Curioso que ele tinha algumas reservas quanto ao autor de Dom Casmurro. Atribuem-lhe uma frase sobre o outro, plena de preconceito racial: “Esse negro metido a inglês...”. Seu filho, Ricardo Ramos, também escritor, no perfil que traçou do pai no livro Graciliano – Retrato Fragmentado (Editora Globo, São Paulo, 2011), afirma que só por duas vezes viu o genitor chorar: uma, por ocasião da notícia do suicídio do filho Márcio; outra, quando soube da morte de Stalin. Vejam só. Chorar por Stalin. Curiosidades pessoais que surpreendem, mas que em nada diminuem o reconhecido valor da obra graciliana.
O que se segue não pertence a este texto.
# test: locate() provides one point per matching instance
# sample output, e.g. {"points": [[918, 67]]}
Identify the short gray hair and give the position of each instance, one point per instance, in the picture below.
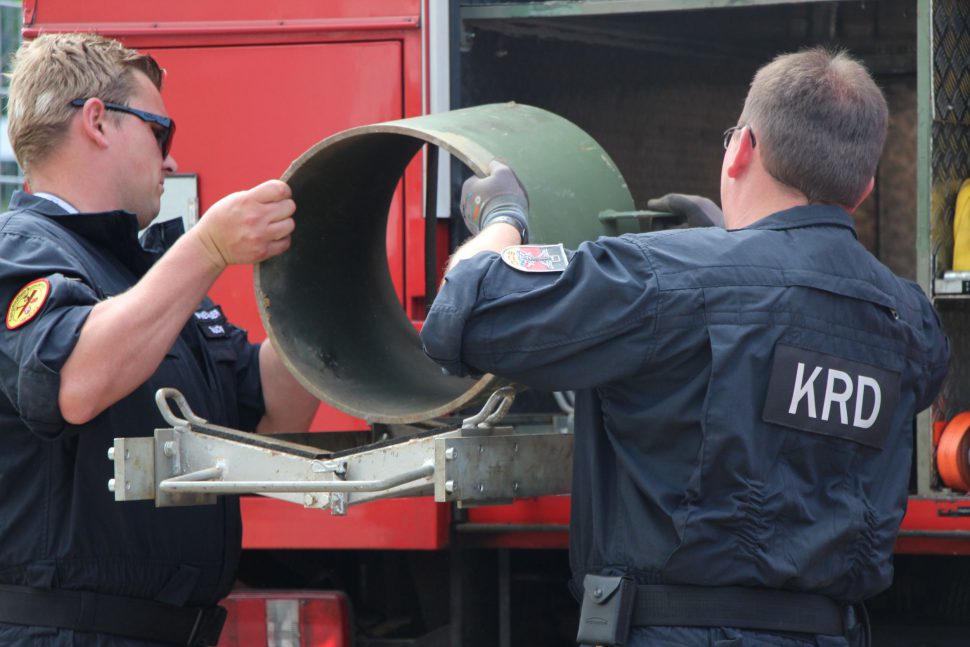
{"points": [[820, 121], [54, 69]]}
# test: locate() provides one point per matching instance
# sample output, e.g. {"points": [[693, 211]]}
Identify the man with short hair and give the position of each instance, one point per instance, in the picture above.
{"points": [[746, 396], [97, 322]]}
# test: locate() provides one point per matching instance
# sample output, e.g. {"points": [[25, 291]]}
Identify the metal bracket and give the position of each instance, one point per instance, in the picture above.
{"points": [[192, 462], [497, 468]]}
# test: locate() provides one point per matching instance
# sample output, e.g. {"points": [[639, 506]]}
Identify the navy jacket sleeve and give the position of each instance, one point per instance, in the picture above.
{"points": [[34, 352], [586, 326], [937, 355], [249, 387]]}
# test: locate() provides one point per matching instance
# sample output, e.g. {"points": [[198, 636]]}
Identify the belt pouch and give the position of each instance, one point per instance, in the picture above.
{"points": [[607, 610]]}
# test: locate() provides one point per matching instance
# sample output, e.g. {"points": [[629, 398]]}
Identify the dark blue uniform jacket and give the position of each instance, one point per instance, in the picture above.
{"points": [[746, 398], [59, 525]]}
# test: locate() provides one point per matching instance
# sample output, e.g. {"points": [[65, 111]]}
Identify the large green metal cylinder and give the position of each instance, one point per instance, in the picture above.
{"points": [[328, 303]]}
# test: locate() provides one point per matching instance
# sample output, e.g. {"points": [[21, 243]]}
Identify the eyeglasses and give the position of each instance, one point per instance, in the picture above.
{"points": [[729, 134], [163, 135]]}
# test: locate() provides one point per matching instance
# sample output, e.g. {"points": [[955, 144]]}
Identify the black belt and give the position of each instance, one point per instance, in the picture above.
{"points": [[735, 606], [111, 614]]}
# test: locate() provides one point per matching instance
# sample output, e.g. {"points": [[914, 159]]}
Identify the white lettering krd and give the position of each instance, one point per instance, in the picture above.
{"points": [[839, 389]]}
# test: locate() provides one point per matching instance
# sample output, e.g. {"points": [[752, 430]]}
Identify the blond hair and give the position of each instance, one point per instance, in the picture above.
{"points": [[54, 69], [821, 121]]}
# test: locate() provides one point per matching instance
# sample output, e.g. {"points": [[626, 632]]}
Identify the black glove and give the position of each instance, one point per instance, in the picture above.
{"points": [[498, 197], [700, 212]]}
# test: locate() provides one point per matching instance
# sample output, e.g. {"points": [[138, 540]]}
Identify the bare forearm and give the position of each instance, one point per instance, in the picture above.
{"points": [[493, 238], [126, 337], [289, 407]]}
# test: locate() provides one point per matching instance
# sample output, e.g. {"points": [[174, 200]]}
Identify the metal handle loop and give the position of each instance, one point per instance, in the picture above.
{"points": [[495, 408], [162, 397]]}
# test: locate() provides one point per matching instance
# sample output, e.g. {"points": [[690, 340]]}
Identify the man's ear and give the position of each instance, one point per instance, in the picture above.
{"points": [[865, 194], [743, 154], [93, 117]]}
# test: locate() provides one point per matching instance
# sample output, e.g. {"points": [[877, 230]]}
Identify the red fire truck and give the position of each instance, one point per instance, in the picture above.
{"points": [[254, 84]]}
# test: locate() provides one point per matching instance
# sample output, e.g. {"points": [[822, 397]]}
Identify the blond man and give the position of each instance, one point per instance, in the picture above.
{"points": [[95, 323]]}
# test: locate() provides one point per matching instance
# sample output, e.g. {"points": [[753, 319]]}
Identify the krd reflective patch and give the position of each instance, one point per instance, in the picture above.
{"points": [[830, 395]]}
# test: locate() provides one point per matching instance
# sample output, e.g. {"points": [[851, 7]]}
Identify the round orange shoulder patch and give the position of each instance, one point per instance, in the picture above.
{"points": [[27, 303]]}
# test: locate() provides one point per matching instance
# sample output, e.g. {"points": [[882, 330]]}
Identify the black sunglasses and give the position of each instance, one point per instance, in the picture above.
{"points": [[163, 136], [729, 134]]}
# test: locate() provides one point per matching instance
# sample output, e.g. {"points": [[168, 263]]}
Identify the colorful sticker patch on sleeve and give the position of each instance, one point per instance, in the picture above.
{"points": [[27, 303], [536, 258]]}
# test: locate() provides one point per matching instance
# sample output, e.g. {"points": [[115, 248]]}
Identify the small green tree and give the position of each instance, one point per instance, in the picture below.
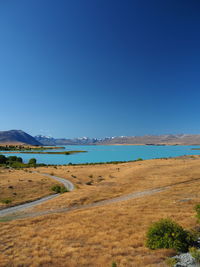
{"points": [[168, 234], [32, 161], [3, 159], [197, 209]]}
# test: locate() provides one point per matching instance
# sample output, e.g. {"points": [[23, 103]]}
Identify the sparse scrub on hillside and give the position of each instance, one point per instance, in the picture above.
{"points": [[197, 209], [168, 234], [171, 261], [6, 201], [195, 253], [59, 189]]}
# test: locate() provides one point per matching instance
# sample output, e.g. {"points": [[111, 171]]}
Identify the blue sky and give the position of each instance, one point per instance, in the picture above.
{"points": [[100, 68]]}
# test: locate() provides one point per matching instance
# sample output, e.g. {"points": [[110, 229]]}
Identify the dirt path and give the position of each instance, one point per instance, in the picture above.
{"points": [[31, 204], [91, 205]]}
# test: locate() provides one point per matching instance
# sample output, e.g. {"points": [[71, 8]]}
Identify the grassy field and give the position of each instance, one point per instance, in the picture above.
{"points": [[113, 233], [19, 186]]}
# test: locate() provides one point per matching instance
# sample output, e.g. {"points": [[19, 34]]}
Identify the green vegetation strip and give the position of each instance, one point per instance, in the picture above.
{"points": [[47, 152], [29, 148]]}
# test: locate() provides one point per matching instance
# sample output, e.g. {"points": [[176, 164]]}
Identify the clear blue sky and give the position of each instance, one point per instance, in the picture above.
{"points": [[99, 67]]}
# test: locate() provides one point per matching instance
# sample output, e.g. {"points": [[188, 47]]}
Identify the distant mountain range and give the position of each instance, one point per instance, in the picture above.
{"points": [[20, 137], [17, 137], [181, 139]]}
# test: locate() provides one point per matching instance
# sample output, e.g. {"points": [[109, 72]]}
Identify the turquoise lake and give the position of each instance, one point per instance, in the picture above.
{"points": [[110, 153]]}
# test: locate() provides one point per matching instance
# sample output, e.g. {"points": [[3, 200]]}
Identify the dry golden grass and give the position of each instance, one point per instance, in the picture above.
{"points": [[19, 186], [112, 233], [112, 180]]}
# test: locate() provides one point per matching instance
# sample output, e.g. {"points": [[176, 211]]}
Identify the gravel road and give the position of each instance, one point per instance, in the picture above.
{"points": [[31, 204]]}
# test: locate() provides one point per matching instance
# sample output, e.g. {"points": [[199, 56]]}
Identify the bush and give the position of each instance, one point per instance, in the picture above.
{"points": [[6, 201], [168, 234], [32, 161], [197, 209], [3, 159], [171, 261], [59, 189], [195, 253]]}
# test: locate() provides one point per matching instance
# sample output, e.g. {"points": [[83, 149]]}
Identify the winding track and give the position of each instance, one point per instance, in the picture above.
{"points": [[31, 204], [70, 187]]}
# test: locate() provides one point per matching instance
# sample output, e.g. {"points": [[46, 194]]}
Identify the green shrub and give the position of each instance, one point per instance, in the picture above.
{"points": [[195, 253], [171, 261], [168, 234], [32, 161], [6, 201], [59, 189], [3, 159], [197, 209]]}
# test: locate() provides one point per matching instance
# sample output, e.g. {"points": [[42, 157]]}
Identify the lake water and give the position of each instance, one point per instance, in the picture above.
{"points": [[111, 153]]}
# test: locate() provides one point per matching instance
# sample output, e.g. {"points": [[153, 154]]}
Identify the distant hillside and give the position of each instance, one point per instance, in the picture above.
{"points": [[181, 139], [17, 137]]}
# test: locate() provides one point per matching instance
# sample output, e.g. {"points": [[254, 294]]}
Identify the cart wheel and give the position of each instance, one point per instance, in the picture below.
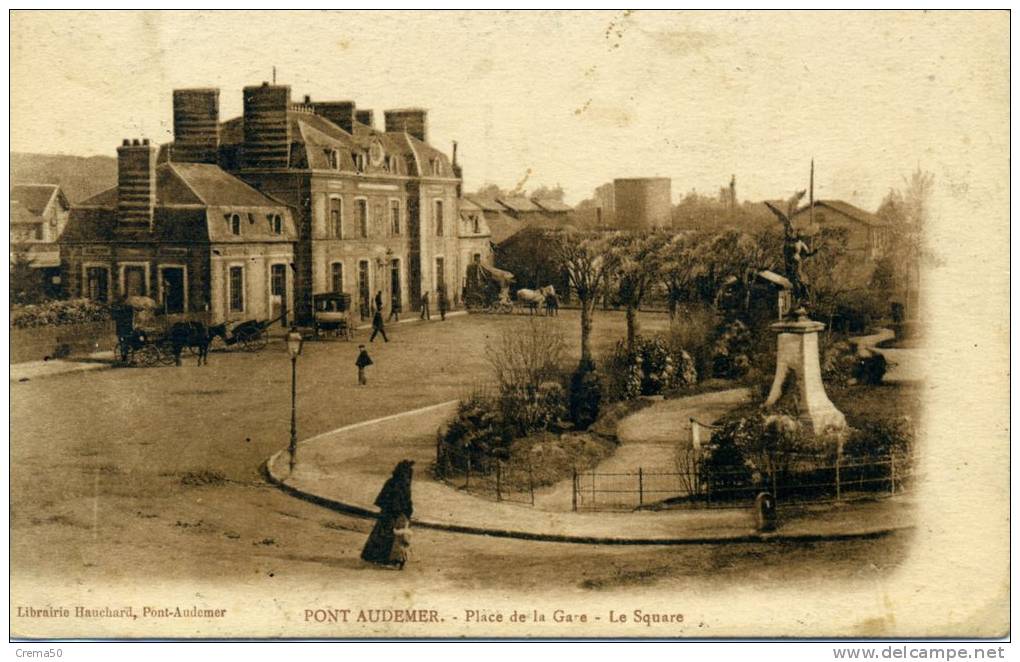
{"points": [[148, 355], [123, 352], [166, 353], [253, 341], [217, 344]]}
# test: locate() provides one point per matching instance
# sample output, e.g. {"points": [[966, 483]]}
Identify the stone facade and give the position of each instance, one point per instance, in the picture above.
{"points": [[369, 210]]}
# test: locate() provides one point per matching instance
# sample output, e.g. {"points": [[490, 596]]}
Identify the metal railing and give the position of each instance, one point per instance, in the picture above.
{"points": [[806, 482]]}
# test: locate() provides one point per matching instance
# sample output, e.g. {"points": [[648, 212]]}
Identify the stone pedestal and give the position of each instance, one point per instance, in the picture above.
{"points": [[798, 353]]}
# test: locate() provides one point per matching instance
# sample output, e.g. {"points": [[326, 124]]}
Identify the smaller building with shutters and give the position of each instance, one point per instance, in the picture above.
{"points": [[192, 237]]}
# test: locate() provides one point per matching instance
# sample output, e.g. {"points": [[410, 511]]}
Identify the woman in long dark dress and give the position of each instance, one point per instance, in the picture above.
{"points": [[395, 503]]}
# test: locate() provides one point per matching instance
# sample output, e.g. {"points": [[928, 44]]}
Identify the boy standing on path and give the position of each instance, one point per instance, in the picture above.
{"points": [[424, 306], [441, 295], [362, 362], [377, 326]]}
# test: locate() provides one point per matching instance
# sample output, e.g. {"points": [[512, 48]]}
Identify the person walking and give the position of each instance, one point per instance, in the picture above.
{"points": [[441, 298], [363, 361], [424, 306], [388, 544], [377, 326]]}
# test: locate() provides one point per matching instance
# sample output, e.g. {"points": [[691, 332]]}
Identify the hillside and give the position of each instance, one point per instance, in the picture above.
{"points": [[80, 176]]}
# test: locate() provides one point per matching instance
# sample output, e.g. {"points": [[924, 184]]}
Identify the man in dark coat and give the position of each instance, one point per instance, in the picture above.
{"points": [[441, 297], [395, 504], [424, 306], [363, 361], [377, 326]]}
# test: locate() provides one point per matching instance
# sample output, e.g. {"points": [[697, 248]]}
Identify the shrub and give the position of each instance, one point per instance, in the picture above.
{"points": [[731, 349], [525, 355], [694, 331], [527, 409], [870, 369], [839, 361], [879, 439], [72, 311], [477, 434], [584, 396], [654, 366]]}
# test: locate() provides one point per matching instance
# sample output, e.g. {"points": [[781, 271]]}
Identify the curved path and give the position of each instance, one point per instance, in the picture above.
{"points": [[344, 470], [904, 364]]}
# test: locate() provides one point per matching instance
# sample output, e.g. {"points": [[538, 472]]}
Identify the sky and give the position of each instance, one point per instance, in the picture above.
{"points": [[561, 98]]}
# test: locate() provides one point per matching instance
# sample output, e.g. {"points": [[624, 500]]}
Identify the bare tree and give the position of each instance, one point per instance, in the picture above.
{"points": [[636, 257], [590, 265], [680, 261]]}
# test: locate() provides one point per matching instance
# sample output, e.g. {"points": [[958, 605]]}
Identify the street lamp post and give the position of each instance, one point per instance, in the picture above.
{"points": [[294, 342]]}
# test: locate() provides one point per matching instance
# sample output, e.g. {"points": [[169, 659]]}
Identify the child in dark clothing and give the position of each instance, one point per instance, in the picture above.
{"points": [[362, 362]]}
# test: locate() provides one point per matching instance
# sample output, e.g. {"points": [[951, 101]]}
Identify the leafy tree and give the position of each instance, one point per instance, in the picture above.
{"points": [[908, 210], [590, 265], [26, 282]]}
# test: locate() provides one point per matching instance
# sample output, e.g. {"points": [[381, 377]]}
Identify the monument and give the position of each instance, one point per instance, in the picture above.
{"points": [[797, 357]]}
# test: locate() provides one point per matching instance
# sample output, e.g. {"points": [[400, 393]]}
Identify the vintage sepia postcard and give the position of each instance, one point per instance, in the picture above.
{"points": [[414, 324]]}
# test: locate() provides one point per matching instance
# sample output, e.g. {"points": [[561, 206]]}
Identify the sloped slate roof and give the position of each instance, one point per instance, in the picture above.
{"points": [[552, 205], [467, 205], [34, 197], [487, 204], [848, 209], [20, 215], [518, 203], [215, 188]]}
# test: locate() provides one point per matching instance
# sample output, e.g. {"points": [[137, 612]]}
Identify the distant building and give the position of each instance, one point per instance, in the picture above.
{"points": [[190, 236], [372, 209], [868, 236], [38, 215], [643, 203]]}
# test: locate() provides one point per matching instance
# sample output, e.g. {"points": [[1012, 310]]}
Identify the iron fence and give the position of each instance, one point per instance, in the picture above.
{"points": [[802, 481]]}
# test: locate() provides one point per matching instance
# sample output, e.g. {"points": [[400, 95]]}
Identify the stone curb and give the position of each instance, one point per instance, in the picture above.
{"points": [[371, 513]]}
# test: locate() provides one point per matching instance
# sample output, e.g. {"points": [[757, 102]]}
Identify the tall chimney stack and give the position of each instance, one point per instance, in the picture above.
{"points": [[136, 185], [366, 117], [196, 125], [412, 120], [267, 132]]}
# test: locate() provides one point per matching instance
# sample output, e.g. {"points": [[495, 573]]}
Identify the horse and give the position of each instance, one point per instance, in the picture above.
{"points": [[534, 299], [194, 335]]}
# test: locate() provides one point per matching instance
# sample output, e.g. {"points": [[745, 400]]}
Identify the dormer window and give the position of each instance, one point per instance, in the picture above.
{"points": [[333, 159], [359, 161]]}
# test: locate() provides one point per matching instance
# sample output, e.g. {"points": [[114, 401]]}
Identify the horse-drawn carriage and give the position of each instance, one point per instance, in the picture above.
{"points": [[332, 312], [489, 291], [147, 340], [139, 338]]}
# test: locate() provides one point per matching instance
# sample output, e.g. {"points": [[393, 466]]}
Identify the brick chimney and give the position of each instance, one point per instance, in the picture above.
{"points": [[339, 112], [196, 125], [136, 185], [366, 117], [267, 132], [411, 120]]}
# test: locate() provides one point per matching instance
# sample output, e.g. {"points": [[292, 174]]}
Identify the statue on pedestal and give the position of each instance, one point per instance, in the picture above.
{"points": [[798, 338], [795, 250]]}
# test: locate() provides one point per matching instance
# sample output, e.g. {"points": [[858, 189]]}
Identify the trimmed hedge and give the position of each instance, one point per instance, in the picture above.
{"points": [[51, 313]]}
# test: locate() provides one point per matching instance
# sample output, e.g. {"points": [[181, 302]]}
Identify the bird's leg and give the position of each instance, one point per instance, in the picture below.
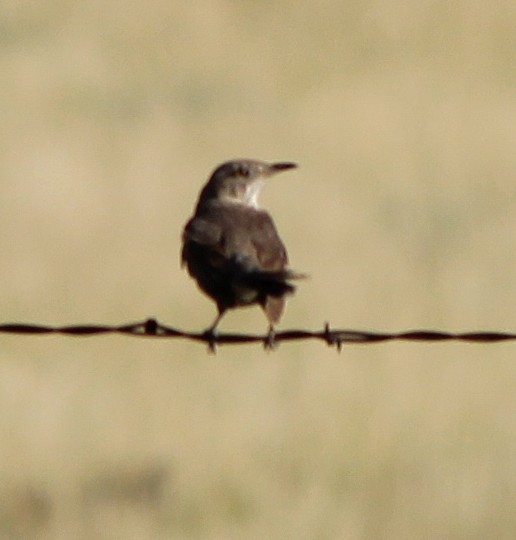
{"points": [[210, 333], [270, 343]]}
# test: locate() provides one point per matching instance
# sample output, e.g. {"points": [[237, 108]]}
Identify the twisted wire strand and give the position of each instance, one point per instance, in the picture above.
{"points": [[332, 337]]}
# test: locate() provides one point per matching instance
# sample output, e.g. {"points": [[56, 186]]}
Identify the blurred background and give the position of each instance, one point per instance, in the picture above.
{"points": [[402, 116]]}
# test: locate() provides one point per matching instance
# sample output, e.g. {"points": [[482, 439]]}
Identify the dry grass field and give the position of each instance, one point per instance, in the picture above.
{"points": [[402, 116]]}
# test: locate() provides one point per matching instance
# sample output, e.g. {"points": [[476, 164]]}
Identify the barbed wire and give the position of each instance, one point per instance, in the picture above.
{"points": [[332, 337]]}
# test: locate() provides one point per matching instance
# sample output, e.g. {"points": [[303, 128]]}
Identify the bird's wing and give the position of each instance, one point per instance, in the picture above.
{"points": [[203, 233], [270, 251]]}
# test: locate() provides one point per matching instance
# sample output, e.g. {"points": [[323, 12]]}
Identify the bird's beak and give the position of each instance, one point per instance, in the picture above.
{"points": [[278, 167]]}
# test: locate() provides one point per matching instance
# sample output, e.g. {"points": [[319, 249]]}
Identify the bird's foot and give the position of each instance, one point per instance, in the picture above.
{"points": [[210, 336], [269, 342]]}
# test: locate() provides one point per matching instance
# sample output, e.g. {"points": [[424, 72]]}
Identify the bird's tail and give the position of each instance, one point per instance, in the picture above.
{"points": [[273, 282]]}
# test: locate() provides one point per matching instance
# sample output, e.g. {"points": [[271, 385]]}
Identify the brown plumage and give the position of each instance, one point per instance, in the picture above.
{"points": [[231, 246]]}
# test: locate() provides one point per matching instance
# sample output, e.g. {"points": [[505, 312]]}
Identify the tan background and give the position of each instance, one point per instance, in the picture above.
{"points": [[402, 116]]}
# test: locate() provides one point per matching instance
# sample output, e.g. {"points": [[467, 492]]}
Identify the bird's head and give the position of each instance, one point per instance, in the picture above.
{"points": [[240, 181]]}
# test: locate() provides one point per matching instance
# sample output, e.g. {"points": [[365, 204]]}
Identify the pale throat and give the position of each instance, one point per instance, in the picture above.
{"points": [[252, 192], [247, 196]]}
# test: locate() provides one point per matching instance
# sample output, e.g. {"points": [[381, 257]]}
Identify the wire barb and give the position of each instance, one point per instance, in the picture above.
{"points": [[332, 337]]}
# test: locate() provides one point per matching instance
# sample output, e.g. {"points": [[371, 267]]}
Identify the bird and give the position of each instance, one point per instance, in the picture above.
{"points": [[231, 247]]}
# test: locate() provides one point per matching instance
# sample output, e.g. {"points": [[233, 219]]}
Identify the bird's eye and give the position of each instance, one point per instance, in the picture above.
{"points": [[244, 171]]}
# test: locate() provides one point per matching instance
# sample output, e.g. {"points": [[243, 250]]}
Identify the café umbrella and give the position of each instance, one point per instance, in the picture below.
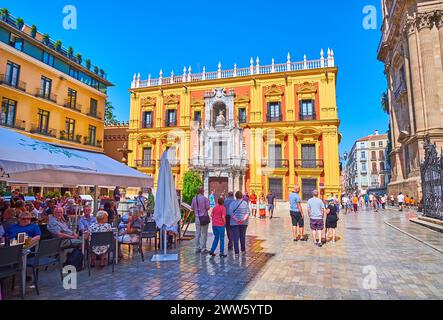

Outras obras do autor também são da década de 1930: São Bernardo (1934), Angústia (1936) e Vidas Secas (1938). Tempos ricos, não há dúvida.
Pessoalmente, demorei um pouco a apreciar Graciliano, seu texto econômico, afiado como uma peixeira de matuto. Diferentemente do que ocorreu com Zé Lins e Jorge Amado, os quais logo me seduziram sem esforço. Até hoje, respeito o alagoano, mas não o amo, como autor. É o mesmo que acontece com a poesia de João Cabral de Melo Neto e a de Drummond: deixo a primeira na estante e levo a segunda para a mesinha de cabeceira da cama. Afinidades eletivas? Certamente. Mas também outros motivos que não pretendo escavar. Todavia, devo confessar que o passar do tempo tem me aproximado devagarinho do austero ex-prefeito de Palmeira dos Índios. Percebo que é a compreensão conduzindo à afeição, sábio fenômeno da maturidade – e mais ainda: da velhice. Compreender para perdoar e compreender para amar.
Uma geração de gigantes, a de Graciliano. Fazem falta todos eles na literatura brasileira. Novos valores têm surgido desde então, claro. Mas serão gigantes também? Só a posteridade dirá, após a depuração do tempo, derradeiro julgador. Modestamente, contemplando a linha do horizonte atual, fico em dúvida se, na névoa, identifico alguma montanha se destacando na planície.